Yönetmen imzası “yol” hali
“Sonbahar”, “Gelecek Uzun Sürer”, “Rüzgarın Hatıraları” filmlerine imza atan Özcan Alper’in imzası ise bu filmde Kırşehir’den Kars’a uzanan yolculuğu, doğayı, manzaraları kullanmak olmuş diyebilirim. Klasik bir hikâye anlattığının gayet farkında. Fazla,ekstra bir şey anlatma derdide yok. Ama anlattığı hesaplaşma hikâyesinde yolun ne kadar önemli olduğunun farkında. Bu noktada duygusal çatışmalarda coğrafyanın güzelliklerini kullanmayı tercih ediyor. Yukarıda değindiğim âşık kültürüne değinmeme tercihini filmin sonlarına doğru bir noktada kırıyor.
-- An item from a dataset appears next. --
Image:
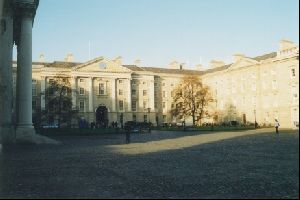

Kırdığı noktada en azından Âşık Heves Ali’nin yarım bıraktığı tüm hikâyeler bir yandan tamamlanıyor. Sazı ve sözü hayatı olan bir adamın hikâyesini kendisi anlatmıyorsa müziğinin anlatması gerekiyor. Finaldeki Âşıklar Bayramı sahnesi ile yapan veda bu noktada anlamlı oluyor.
Netflix filmleri arasındaki yeri ayrı
Romantik komedi filmleri Netflix’in yerli yapımlarında tercihi hepimizce bilinen bir gerçek. Bu açıdan Özcan Alper ve Netflix bir dönüm noktası olması açısından kıymetli ve değerli. Başka yönetmenlerle de farklı türlerde yapılan projeler dilerim gelir. Hem de projelerin tanıtılmasında diğer diziler, filmler kadar özenli bir çalışma yürütülür. Bildiğim kadarıyla “Âşıklar Bayramı” filmine dair özel bir gösterim, bir gala etkinliği düzenlenmedi. Bu tercihinde sorgulanması gerekiyor.